Stress and strain rate estimates associated with penetrative deformation of the Harkless quartzite aureole rocks, Papoose Flat Pluton, California/Using structure contour maps to analyze subsurface 3D fault geometry along segments of the Moine Thrust
Dynamically recrystallized quartz microstructures preserved in contact aureoles allow for stress and strain rate estimates associated with penetrative deformation of rocks surrounding pluton margins. Microstructural analysis of the Harkless quartzites surrounding the western margin of Papoose Flat pluton indicates that recrystallization occurred by grain boundary migration with mean recrystallized grain size ranging from 86-225 µm. The application of three calibrated piezometers results in differential stress estimates between ~11 and ~29 MPa. Published wet-quartzite dislocation creep flow laws combined with deformation temperature, water fugacity, and differential stress estimates infer strain rates that range from 1.2 x 10⁻¹⁴ s⁻¹ to 2.3 x 10⁻¹² s⁻¹.

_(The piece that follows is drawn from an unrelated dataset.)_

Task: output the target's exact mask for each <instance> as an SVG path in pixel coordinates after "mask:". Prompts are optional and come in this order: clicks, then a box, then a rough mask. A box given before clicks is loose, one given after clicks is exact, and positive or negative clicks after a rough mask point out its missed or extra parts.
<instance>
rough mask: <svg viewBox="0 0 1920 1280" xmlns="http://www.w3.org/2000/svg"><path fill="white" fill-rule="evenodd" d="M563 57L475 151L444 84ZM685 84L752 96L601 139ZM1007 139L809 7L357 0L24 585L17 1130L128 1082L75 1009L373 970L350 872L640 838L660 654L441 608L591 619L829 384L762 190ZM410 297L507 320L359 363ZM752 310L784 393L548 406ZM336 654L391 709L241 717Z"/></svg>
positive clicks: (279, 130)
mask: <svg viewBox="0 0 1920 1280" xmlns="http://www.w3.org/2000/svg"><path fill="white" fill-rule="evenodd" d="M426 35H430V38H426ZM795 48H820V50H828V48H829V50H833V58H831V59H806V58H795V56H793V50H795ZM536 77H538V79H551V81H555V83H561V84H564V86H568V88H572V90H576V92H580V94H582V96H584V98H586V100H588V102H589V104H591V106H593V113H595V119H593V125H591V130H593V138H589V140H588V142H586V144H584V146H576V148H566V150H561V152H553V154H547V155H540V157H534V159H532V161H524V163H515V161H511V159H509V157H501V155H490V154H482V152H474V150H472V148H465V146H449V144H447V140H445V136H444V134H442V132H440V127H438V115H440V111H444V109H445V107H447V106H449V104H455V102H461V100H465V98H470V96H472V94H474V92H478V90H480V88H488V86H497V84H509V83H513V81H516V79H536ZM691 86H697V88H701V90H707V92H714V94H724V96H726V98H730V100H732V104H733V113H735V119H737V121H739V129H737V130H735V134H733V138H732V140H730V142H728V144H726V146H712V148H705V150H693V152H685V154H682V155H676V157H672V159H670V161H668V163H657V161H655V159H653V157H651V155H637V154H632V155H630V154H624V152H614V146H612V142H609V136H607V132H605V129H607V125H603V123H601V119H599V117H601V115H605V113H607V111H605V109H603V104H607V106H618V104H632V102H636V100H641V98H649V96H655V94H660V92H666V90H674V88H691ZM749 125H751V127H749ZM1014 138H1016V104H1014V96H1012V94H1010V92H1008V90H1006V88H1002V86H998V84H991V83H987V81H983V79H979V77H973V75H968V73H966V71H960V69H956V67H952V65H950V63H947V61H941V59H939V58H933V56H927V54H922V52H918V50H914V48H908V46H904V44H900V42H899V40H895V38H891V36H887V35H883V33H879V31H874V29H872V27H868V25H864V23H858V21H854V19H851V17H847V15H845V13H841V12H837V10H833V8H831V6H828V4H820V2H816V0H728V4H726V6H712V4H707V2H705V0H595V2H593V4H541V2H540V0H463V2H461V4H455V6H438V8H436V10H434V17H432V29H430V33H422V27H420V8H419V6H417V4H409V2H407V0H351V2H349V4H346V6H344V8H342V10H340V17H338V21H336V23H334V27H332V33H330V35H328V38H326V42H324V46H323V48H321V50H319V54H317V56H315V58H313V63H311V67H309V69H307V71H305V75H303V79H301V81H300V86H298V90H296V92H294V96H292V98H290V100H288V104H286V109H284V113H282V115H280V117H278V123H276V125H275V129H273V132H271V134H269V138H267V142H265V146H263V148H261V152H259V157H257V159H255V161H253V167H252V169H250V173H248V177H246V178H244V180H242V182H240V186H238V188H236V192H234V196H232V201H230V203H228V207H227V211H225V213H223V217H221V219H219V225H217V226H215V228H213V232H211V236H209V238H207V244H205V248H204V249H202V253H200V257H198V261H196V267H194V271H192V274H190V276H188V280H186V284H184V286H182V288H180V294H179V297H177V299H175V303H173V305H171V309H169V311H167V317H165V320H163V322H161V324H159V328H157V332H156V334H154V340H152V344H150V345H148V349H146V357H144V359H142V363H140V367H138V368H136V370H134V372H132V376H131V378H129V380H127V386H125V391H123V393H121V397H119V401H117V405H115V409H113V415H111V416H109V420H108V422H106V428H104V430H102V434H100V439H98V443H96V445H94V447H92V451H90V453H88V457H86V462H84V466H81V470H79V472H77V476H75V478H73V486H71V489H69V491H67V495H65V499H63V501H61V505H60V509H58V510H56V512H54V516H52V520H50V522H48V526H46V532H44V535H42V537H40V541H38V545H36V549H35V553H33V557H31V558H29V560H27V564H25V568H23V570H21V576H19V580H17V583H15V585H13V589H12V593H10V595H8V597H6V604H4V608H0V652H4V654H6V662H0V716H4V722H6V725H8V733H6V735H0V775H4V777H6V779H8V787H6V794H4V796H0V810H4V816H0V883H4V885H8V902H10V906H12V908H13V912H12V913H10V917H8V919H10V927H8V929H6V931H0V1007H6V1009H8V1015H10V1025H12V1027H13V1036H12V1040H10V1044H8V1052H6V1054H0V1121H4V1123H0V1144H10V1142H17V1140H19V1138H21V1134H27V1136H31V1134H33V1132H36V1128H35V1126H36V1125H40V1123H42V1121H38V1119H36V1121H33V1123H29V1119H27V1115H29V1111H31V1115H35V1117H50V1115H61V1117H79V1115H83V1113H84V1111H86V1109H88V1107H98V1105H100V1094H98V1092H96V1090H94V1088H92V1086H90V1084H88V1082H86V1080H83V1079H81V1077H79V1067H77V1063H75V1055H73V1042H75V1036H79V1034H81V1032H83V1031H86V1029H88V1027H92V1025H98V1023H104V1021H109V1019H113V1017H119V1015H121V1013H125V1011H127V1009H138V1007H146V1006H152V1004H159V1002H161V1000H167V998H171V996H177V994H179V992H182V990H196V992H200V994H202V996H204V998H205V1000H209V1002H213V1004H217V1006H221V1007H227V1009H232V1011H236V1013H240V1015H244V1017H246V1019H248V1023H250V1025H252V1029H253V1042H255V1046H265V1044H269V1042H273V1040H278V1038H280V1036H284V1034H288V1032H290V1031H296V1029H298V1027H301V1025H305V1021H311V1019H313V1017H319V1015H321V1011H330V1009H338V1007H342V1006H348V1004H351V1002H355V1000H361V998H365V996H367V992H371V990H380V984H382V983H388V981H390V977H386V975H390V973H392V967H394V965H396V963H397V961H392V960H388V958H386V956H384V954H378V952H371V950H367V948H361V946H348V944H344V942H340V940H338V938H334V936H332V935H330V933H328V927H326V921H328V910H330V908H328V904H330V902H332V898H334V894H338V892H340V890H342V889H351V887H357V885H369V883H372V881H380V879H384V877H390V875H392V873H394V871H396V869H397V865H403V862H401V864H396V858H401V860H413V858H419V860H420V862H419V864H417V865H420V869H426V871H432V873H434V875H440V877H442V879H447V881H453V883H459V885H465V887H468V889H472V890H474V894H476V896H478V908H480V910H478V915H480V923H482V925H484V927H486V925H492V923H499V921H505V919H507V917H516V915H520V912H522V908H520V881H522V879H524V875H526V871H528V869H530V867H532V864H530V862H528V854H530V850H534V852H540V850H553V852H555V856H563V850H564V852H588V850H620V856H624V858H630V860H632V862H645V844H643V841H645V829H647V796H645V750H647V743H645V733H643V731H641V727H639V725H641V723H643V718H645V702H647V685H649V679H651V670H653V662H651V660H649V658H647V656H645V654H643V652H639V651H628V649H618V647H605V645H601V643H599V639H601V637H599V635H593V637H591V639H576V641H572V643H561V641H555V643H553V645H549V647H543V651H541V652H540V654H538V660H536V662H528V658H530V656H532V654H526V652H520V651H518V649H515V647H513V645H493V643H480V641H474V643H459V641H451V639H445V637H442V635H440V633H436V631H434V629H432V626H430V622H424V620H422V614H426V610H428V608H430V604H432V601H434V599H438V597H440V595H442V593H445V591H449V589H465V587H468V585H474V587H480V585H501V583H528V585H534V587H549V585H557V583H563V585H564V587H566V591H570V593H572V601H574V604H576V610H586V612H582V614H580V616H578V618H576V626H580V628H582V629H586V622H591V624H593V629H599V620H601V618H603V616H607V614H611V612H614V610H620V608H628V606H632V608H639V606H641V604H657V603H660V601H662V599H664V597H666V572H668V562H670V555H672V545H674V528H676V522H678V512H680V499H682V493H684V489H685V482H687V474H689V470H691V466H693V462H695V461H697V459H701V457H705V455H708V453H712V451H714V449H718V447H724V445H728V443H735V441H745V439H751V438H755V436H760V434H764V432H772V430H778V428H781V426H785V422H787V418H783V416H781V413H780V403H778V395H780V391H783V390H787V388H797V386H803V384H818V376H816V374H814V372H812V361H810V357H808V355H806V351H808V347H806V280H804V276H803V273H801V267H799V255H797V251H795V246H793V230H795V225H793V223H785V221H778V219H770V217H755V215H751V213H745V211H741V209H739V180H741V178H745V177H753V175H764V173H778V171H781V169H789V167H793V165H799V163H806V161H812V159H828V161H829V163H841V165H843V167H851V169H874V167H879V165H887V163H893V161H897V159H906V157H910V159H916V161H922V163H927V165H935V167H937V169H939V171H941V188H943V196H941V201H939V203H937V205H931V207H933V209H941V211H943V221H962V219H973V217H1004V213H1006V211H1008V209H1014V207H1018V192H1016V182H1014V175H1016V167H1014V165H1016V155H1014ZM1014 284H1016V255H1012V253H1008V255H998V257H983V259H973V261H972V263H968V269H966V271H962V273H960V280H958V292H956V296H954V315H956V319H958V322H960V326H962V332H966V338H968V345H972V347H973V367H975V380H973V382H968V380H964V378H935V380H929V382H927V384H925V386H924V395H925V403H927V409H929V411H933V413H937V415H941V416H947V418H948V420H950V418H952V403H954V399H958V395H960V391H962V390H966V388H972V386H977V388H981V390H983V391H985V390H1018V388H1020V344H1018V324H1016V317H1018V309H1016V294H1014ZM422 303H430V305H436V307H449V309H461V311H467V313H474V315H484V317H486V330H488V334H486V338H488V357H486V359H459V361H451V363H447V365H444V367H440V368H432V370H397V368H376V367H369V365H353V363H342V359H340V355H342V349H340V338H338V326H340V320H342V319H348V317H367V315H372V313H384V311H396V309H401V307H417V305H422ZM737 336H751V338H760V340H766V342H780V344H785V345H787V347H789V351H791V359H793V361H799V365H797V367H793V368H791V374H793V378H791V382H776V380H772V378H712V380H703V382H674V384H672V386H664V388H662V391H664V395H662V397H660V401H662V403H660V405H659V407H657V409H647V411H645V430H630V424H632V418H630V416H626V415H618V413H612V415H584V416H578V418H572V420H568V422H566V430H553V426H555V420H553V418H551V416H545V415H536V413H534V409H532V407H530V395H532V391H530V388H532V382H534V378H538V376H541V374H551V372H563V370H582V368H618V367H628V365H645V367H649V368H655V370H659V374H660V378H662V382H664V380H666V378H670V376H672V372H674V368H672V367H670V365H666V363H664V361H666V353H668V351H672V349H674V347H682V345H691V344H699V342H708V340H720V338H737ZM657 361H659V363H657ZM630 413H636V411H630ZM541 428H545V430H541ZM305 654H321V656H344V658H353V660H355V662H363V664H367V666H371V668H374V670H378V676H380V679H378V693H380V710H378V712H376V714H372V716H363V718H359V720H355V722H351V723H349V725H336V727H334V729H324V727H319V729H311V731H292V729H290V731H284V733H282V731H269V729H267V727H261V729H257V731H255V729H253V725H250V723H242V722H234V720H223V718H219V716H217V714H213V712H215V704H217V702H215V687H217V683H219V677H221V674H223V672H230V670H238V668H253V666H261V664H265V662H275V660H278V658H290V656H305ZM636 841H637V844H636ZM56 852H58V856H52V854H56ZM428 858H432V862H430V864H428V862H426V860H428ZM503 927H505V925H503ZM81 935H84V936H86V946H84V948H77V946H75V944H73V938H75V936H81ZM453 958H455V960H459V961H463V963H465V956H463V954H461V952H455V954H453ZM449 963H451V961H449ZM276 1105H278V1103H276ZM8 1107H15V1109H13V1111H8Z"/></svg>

In order to analyze 3D subsurface fault geometry along map-pattern curves (salients and recesses), a structure contour map of the Moine thrust, extending from the North Coast southwards to the Dundonnel area, was constructed from 1:50,000 scale British Geological Survey (BGS) maps by correlating between elevation control points constrained by the intersection of the fault trace with topographic contours. The structure contour map indicates significant lateral variation in fault geometry along the Moine thrust, with recesses associated with antiformal corrugations in the subsurface and salients characterized by planar geometries or broad synformal corrugations. Additionally, structure contour maps constructed on the Glencoul thrust, as depicted by original BGS maps confirms that the thrust segments to the NE and SW of Loch Glencoul are part of the same structure, rather than different structures separated by a lateral ramp as shown on more recent BGS maps.